La Cour a vivement condamné le fait que la Couronne n'a jamais respecté ses obligations en vertu des Traités Robinson, soulignant que cette dernière « a perdu l'autorité morale qui lui permettrait de simplement dire "faites-nous confiance" » (par. 262). Cependant, la Cour a décidé que la Couronne devait avoir la possibilité d'exercer son pouvoir discrétionnaire en vertu de la Clause d'augmentation. La CSC s'exprimait ainsi :

« [bien] qu'il n'appartienne pas aux tribunaux de forcer la Couronne à exercer son pouvoir discrétionnaire d'une manière particulière, il est tout à fait de leur ressort de contrôler la façon dont la Couronne exerce son pouvoir discrétionnaire pour assurer le respect de la Constitution — pour veiller à ce que la Couronne exerce ce pouvoir conformément à ses obligations issues de traités et au principe constitutionnel de l'honneur de la Couronne » (par. 299).

La Cour a donné la directive à la Couronne d'entamer véritablement et honorablement les discussions avec les Bénéficiaires du lac Supérieur afin de réparer les violations de ses obligations constitutionnelles à l'égard des Traités Robinson.

Même si la Cour offre à la Couronne la possibilité d'exercer son pouvoir discrétionnaire, elle a souligné que sa décision n'empêche pas la Couronne d'être judiciairement contrainte à payer une certaine somme d'argent.

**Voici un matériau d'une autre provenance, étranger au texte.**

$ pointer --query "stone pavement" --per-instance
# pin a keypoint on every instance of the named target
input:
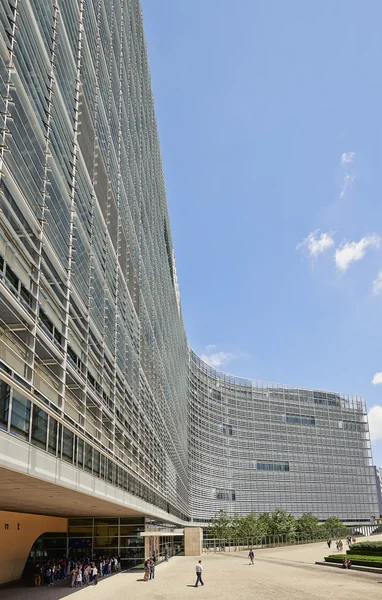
(287, 573)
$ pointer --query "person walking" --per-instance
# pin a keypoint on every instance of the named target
(199, 571)
(94, 572)
(37, 575)
(152, 568)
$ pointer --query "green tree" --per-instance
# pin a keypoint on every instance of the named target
(220, 526)
(307, 525)
(280, 523)
(334, 527)
(244, 527)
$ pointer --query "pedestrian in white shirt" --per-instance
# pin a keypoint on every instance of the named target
(199, 570)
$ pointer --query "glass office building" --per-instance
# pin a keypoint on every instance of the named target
(94, 364)
(258, 446)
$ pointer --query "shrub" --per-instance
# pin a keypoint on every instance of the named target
(364, 561)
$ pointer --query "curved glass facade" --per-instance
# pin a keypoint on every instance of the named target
(257, 446)
(94, 364)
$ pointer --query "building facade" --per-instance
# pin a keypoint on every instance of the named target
(92, 343)
(256, 446)
(99, 392)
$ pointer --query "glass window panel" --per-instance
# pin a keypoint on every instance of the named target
(80, 531)
(96, 462)
(39, 427)
(88, 458)
(20, 417)
(105, 542)
(80, 452)
(52, 437)
(5, 392)
(67, 444)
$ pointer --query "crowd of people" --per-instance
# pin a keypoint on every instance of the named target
(78, 573)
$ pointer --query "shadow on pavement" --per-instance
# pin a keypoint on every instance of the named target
(52, 592)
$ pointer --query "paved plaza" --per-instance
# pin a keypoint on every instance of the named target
(287, 573)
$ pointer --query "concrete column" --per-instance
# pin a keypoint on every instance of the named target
(193, 541)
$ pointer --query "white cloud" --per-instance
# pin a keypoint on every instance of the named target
(217, 359)
(316, 244)
(348, 180)
(375, 422)
(353, 251)
(377, 378)
(347, 157)
(377, 284)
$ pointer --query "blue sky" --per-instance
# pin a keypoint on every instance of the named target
(269, 116)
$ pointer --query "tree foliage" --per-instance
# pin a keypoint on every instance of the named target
(307, 524)
(334, 527)
(276, 523)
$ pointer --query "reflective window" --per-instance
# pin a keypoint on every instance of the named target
(4, 404)
(272, 466)
(80, 452)
(88, 458)
(39, 427)
(52, 438)
(225, 495)
(67, 444)
(20, 417)
(227, 429)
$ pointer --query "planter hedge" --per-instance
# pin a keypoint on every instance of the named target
(370, 547)
(363, 561)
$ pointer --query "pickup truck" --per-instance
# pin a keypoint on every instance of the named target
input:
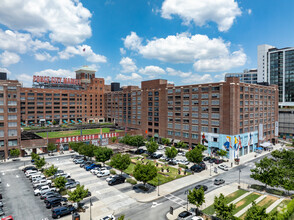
(43, 189)
(42, 183)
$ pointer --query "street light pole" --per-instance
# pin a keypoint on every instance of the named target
(158, 185)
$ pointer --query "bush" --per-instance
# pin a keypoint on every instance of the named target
(258, 187)
(131, 181)
(183, 166)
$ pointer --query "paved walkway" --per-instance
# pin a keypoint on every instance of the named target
(274, 205)
(242, 211)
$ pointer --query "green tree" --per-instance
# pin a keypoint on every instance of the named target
(195, 155)
(35, 156)
(14, 152)
(87, 150)
(120, 161)
(40, 162)
(145, 173)
(102, 154)
(171, 152)
(256, 212)
(165, 141)
(51, 147)
(222, 209)
(151, 146)
(222, 153)
(266, 171)
(181, 145)
(113, 139)
(196, 197)
(78, 194)
(50, 171)
(59, 182)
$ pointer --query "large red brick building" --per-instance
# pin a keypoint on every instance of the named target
(225, 115)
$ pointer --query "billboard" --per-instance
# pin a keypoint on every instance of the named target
(56, 80)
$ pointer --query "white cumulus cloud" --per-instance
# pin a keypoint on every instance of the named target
(65, 21)
(128, 65)
(132, 77)
(152, 71)
(8, 58)
(222, 12)
(206, 54)
(82, 50)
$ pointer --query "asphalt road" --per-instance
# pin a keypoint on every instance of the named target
(158, 208)
(18, 195)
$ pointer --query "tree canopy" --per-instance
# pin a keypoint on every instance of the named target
(14, 152)
(151, 146)
(171, 152)
(102, 154)
(50, 171)
(120, 161)
(78, 194)
(145, 173)
(40, 162)
(59, 182)
(196, 197)
(195, 155)
(222, 209)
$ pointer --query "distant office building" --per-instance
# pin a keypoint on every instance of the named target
(248, 76)
(276, 66)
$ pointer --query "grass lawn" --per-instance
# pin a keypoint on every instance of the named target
(162, 177)
(59, 134)
(282, 205)
(246, 201)
(231, 197)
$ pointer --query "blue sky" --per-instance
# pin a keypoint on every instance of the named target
(183, 41)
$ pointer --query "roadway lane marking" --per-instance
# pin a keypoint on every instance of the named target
(154, 204)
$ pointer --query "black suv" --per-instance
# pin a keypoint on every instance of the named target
(61, 211)
(116, 180)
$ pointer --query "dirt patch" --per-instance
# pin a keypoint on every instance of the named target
(268, 200)
(240, 203)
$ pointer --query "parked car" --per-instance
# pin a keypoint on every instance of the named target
(173, 162)
(108, 217)
(206, 158)
(103, 173)
(116, 180)
(70, 185)
(79, 161)
(197, 168)
(223, 167)
(29, 168)
(219, 181)
(140, 151)
(53, 202)
(203, 186)
(184, 215)
(92, 166)
(62, 211)
(97, 170)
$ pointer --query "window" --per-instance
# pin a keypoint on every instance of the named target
(12, 124)
(12, 132)
(12, 143)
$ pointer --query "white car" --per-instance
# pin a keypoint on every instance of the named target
(108, 217)
(103, 173)
(223, 167)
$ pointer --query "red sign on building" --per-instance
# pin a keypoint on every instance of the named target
(85, 137)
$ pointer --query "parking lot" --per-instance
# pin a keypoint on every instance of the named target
(18, 196)
(105, 199)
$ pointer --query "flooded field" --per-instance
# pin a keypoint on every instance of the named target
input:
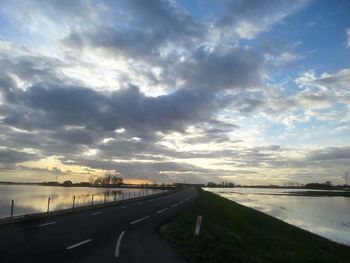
(30, 199)
(327, 216)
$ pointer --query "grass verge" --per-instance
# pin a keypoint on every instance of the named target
(234, 233)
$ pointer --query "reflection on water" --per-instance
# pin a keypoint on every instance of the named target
(34, 198)
(326, 216)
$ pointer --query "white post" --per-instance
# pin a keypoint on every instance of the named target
(198, 226)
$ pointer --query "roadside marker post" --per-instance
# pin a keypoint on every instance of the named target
(12, 205)
(198, 226)
(48, 204)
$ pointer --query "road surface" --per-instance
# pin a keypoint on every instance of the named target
(121, 233)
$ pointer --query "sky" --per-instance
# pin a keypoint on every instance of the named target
(250, 92)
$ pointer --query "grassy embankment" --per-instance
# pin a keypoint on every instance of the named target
(233, 233)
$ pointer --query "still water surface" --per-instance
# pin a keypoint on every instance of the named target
(30, 199)
(326, 216)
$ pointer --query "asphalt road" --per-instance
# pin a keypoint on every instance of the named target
(121, 233)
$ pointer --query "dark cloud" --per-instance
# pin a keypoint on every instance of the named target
(248, 18)
(330, 154)
(49, 107)
(11, 156)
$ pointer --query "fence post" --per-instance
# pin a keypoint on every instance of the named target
(12, 206)
(48, 204)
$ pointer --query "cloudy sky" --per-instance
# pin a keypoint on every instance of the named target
(252, 92)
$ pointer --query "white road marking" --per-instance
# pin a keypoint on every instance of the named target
(161, 211)
(96, 213)
(117, 247)
(47, 224)
(136, 221)
(79, 244)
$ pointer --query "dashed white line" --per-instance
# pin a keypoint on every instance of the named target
(79, 244)
(96, 213)
(162, 210)
(138, 220)
(117, 247)
(47, 224)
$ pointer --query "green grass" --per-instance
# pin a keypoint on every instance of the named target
(233, 233)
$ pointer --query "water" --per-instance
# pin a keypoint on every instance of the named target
(326, 216)
(31, 199)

Ainsi, la Couronne a jusqu'au 26 janvier 2025 pour négocier un règlement avec les Bénéficiaires du lac Supérieur, délai qui peut être repoussé à la demande des Bénéficiaires du lac Supérieur.

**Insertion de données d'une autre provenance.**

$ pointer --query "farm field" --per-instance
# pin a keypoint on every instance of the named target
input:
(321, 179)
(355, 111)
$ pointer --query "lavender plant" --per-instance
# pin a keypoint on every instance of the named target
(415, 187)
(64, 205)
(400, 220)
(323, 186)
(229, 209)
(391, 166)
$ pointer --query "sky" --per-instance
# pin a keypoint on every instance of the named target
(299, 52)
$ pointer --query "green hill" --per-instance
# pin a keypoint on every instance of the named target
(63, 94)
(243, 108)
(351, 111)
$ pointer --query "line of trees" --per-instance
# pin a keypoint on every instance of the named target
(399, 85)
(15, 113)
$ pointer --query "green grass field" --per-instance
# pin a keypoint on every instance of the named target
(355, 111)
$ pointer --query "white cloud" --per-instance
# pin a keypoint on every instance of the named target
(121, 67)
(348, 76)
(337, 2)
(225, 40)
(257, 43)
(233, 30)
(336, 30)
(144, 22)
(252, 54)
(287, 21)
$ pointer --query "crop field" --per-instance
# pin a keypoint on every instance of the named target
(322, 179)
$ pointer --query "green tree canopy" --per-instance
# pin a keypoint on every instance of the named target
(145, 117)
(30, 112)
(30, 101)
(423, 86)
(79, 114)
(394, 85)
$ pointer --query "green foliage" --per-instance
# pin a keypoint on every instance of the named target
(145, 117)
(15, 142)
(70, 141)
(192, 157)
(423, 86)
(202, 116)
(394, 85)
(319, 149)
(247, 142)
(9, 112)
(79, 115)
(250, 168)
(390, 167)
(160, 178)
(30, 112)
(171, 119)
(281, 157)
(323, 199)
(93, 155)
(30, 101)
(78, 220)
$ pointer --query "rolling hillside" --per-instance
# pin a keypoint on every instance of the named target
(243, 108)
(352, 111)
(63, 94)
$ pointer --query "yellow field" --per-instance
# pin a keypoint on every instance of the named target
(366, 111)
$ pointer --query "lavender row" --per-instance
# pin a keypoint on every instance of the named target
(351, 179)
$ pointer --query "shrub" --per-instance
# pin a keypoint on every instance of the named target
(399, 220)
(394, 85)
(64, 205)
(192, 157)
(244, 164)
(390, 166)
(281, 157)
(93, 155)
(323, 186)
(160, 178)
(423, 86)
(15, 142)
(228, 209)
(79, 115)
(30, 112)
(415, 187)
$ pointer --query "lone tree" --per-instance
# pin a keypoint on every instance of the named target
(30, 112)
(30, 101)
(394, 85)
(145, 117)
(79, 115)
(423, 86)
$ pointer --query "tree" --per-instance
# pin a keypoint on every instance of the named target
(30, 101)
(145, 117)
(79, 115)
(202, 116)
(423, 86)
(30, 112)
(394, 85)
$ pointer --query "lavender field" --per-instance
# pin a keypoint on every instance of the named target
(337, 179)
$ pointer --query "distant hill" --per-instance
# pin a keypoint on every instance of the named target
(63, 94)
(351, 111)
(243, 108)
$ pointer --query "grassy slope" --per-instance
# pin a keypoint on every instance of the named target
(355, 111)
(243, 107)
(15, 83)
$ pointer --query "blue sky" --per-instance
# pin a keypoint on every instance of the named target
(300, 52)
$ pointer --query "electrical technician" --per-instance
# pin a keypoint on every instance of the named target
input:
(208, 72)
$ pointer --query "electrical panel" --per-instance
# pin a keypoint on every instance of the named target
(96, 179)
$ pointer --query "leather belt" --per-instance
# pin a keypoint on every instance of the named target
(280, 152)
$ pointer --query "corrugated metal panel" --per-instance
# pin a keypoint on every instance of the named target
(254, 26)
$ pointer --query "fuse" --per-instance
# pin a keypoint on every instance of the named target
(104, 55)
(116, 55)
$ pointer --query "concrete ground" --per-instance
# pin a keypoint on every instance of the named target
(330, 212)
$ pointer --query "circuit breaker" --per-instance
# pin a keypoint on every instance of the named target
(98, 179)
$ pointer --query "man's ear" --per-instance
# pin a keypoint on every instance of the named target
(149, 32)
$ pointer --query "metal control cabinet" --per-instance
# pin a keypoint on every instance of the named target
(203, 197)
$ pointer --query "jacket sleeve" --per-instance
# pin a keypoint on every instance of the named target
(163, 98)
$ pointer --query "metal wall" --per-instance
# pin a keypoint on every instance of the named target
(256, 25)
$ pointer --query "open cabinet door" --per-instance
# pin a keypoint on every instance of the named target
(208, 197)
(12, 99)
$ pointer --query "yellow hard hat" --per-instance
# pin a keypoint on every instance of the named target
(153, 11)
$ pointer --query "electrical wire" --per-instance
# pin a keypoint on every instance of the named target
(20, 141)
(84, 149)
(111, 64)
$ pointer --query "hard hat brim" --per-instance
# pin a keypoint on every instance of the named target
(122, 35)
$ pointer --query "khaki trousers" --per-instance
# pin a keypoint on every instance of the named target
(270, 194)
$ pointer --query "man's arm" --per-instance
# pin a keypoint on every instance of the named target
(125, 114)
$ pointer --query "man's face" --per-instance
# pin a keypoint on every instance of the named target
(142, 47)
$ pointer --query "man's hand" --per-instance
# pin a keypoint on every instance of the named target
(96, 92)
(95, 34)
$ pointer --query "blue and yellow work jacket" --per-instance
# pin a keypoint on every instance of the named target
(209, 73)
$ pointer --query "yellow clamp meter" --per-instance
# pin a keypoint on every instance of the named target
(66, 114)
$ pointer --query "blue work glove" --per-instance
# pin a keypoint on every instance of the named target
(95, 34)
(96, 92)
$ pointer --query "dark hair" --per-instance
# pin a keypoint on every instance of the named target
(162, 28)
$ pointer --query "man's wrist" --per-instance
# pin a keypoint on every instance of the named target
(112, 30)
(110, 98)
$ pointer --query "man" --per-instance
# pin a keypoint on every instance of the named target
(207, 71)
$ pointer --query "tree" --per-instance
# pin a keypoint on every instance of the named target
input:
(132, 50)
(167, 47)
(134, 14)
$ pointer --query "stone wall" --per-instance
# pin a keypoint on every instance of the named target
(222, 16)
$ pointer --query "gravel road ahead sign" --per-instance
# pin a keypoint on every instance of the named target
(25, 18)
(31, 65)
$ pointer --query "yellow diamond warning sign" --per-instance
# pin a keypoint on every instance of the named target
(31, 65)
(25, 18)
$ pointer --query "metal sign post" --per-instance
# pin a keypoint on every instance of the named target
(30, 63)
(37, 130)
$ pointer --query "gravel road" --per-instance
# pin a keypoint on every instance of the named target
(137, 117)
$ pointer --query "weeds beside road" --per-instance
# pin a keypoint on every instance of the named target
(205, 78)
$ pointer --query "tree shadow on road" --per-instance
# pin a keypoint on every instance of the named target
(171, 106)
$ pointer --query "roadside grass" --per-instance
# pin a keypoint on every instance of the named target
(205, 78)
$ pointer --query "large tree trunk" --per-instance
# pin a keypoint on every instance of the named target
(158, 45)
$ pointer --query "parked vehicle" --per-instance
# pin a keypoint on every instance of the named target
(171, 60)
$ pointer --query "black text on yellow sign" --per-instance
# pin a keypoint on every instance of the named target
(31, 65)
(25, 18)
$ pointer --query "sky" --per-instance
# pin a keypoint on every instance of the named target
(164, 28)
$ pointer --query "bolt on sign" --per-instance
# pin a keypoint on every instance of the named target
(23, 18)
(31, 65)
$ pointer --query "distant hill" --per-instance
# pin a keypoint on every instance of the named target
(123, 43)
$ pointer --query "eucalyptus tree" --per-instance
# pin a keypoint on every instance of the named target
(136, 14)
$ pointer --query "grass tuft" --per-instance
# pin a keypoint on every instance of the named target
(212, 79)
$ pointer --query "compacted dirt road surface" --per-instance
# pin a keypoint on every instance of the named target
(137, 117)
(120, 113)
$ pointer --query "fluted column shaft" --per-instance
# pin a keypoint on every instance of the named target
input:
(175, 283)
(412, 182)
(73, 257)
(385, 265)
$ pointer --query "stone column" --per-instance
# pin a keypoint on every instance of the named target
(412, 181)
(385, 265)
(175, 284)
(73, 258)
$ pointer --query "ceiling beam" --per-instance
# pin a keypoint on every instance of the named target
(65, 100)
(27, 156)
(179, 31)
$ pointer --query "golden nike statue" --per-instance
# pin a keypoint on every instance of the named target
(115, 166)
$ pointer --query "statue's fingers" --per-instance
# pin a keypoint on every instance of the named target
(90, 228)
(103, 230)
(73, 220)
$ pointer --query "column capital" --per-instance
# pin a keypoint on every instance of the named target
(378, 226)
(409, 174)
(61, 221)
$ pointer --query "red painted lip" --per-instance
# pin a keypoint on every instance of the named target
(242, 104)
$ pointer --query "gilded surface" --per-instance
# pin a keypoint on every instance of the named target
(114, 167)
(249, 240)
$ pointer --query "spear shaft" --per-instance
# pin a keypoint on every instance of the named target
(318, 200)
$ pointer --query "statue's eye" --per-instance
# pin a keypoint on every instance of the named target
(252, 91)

Advenant que les parties n'arrivent pas à un règlement avant la date d'échéance, la Couronne devra user de son pouvoir discrétionnaire afin de déterminer la compensation appropriée pour les violations passées du traité. Si les Bénéficiaires du lac Supérieur ne sont pas satisfaits de la décision unilatérale de la Couronne, ils pourront demander une révision judiciaire du processus ayant mené la Couronne à déterminer un tel montant. Dans ce cas, un tribunal pourrait, si approprié, ordonner à la Couronne de déterminer à nouveau le montant de la compensation ou déterminer lui-même le montant approprié pour les violations passées.

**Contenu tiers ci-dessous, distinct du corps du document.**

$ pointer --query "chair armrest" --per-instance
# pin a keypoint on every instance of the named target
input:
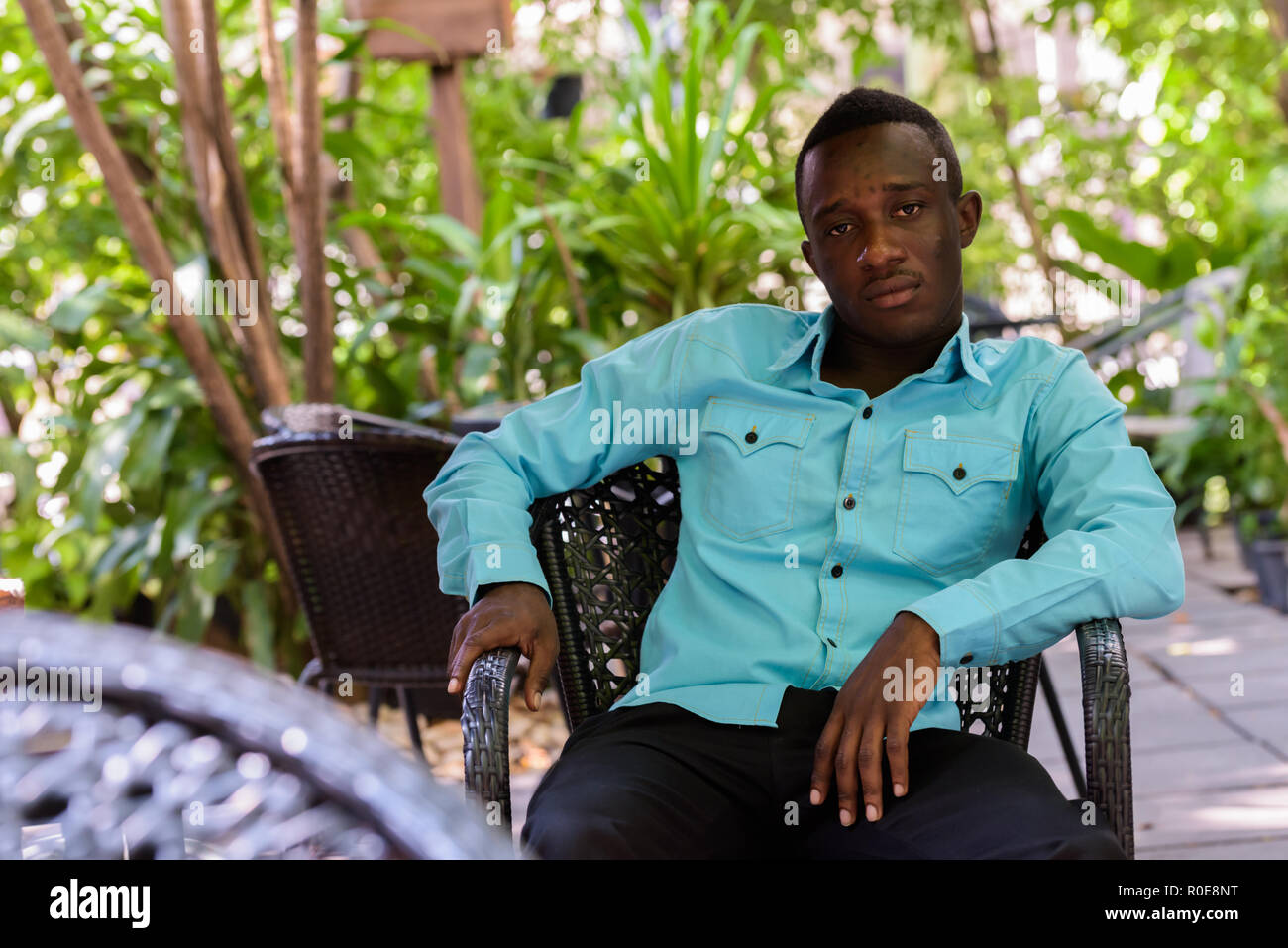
(485, 730)
(1107, 723)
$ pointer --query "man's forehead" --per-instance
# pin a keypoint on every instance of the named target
(897, 149)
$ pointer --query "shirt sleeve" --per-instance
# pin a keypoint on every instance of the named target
(480, 500)
(1112, 549)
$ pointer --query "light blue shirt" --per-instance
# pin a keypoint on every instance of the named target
(811, 514)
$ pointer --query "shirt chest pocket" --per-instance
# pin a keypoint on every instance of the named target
(752, 464)
(952, 498)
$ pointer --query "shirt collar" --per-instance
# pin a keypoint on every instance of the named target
(958, 350)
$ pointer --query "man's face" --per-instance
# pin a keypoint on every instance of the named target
(885, 237)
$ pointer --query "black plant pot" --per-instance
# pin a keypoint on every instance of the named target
(1271, 570)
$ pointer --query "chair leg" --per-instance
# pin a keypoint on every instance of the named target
(1080, 781)
(312, 673)
(404, 695)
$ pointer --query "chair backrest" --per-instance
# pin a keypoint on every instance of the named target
(348, 497)
(146, 747)
(606, 552)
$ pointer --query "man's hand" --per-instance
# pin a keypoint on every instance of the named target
(862, 717)
(511, 613)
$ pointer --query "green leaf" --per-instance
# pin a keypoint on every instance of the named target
(72, 312)
(258, 631)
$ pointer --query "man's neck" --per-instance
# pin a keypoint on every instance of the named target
(854, 363)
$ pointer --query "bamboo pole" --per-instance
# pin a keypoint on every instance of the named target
(266, 351)
(310, 210)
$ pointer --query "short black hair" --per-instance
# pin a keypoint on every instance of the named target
(862, 107)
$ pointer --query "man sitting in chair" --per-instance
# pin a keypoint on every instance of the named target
(854, 485)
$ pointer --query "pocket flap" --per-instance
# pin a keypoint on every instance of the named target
(961, 462)
(751, 427)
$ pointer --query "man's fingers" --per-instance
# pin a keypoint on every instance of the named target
(870, 768)
(897, 753)
(463, 629)
(542, 659)
(824, 754)
(846, 779)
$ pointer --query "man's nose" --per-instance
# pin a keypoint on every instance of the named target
(881, 250)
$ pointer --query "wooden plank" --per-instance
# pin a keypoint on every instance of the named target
(449, 29)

Cette décision de la Cour est plutôt unique, en ce que la Cour n'assume généralement pas un rôle de surveillance de la conduite de la Couronne dans ses relations avec les peuples autochtones. Ici, par contre, la Cour considérait qu'un jugement déclaratoire serait insuffisant considérant que la Couronne a violé et nié ses obligations depuis près de 150 ans.

Footnote

1. La CSC utilise le terme Anichinabé pour référer aux parties Anishinaabe.